As we complete Week 4 of weaning calves, the poetic muse becomes more illusive. Matters of the mind give in to the fatigue of the flesh and center almost completely now on cattle. Summer is seldom a productive writing season for me as temperatures heat up, having to rise earlier to get the work done when it’s cool that takes time away from my word play. Furthermore, calves in the weaning pen need feed everyday, and those already weaned need supplement while on the irrigated pasture where water also needs to be moved to keep the grass green. Meanwhile we gather our mountain pastures, cull cows and haul calves, working around the daily chores. It’s what we do this time of year, albeit three weeks earlier than usual due to our dry spring. We lean forward, putting one foot ahead of the other, that slow momentum that Wendell Berry calls plodding.
Naturally, the calves are lighter, the market a little weaker, we’ll take a hit but carry on. But what has become evident this year as we palpate (preg-check) our second-calf heifers, always difficult to get to breed back, our 60% normal rainfall was not enough to get much more than 55% of them to conceive. Ouch, we’ll take another hit.
We know going-in that the first-calf heifers, our Wagyu X mamas, need supplemental feeding to stay in shape to cycle and breed back. But as I’ve learned from previous dry years, alfalfa hay will not replace strong native feed to get a cow to cycle. Hence, we have a lot invested in these heifers that will not have a calf this fall. However, their Wagyu X calf offset some of those expenses, but we’re looking two years away before these three year-old heifers pay us with another calf.
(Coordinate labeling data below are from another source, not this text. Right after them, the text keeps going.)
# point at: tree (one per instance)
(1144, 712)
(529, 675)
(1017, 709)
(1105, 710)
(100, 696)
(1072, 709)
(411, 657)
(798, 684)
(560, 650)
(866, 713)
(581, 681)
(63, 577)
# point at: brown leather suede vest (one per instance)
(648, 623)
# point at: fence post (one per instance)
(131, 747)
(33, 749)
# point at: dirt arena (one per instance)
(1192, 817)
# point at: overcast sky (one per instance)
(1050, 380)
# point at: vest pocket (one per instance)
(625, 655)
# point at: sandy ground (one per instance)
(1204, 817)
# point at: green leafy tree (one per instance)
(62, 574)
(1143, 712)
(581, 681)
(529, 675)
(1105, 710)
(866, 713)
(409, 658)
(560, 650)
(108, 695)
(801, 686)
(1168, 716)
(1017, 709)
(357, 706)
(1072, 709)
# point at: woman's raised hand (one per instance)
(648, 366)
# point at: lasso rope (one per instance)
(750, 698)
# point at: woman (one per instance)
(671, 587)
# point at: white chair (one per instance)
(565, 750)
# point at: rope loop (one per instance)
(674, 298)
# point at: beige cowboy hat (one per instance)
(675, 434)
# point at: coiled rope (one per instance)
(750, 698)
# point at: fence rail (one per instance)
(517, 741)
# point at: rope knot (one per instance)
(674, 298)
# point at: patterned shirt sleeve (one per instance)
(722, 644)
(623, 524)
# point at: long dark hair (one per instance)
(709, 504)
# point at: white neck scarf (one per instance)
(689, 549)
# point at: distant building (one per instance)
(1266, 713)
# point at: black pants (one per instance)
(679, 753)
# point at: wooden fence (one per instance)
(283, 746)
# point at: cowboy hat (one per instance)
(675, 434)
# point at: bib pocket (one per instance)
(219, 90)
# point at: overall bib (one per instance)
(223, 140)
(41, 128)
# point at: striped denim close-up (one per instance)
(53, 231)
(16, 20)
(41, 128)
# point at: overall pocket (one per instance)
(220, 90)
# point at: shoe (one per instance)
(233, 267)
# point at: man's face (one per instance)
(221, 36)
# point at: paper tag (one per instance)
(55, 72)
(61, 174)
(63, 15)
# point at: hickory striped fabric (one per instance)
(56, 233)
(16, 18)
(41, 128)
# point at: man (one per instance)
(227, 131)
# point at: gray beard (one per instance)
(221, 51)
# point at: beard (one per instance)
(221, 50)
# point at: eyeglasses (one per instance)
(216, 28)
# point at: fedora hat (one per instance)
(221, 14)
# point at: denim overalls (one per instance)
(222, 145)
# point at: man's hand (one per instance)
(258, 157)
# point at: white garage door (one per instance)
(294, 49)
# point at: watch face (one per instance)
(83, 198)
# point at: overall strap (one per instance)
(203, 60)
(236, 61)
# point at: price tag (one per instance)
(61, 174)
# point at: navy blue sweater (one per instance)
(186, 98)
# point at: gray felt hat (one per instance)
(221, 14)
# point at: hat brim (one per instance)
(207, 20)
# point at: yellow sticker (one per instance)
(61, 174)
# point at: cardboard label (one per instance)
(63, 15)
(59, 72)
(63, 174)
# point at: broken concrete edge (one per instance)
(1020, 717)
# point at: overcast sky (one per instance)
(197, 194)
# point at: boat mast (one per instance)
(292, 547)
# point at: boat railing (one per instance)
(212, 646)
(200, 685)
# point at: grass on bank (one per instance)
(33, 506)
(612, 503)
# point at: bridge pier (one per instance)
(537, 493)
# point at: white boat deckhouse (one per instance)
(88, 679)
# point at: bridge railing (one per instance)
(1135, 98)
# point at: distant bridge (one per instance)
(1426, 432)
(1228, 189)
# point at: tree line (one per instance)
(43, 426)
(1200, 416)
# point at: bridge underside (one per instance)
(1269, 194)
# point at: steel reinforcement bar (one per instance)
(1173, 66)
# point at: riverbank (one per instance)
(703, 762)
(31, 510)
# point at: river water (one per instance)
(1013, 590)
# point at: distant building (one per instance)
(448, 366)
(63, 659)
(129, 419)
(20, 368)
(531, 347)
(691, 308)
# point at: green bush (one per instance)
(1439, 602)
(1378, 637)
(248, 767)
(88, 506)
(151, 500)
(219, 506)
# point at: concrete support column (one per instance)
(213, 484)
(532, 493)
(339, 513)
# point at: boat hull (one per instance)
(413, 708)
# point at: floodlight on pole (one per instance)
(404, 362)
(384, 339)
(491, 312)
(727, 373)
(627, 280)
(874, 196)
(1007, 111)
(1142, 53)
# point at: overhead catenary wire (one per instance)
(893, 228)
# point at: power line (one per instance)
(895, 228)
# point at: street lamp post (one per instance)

To replace them with the yearling heifers we are currently weaning will take two years to wean a calf as well, however they are not proven breeders or mothers yet, 20-30% will not be mature enough to cycle and breed this winter. And that’s the dilemma: either keep the proven mothers that will hold their value with the cost of pasture or sell them now and hope the yearlings will pick up the slack in 2015.
Going into calving time this fall, we know our dry feed will be thin, that we’ll have to buy more hay, our only reprieve would be some early rains to start next year’s native grass. We would have better odds in Las Vegas.
With three more weeks of weaning yet to go, we’ve already taken the lighter end of our calves to town, sold our late calvers and the older cows we’ve gathered that might have difficulty making it through another winter trying to raise one more calf. We’ve opted to go with youth and early calvers, deciding to give our open second-calf heifers another chance, believing that the genetics we’ve worked years to develop are worth taking a chance on.
Right or wrong, we understand that Mother Nature is in charge.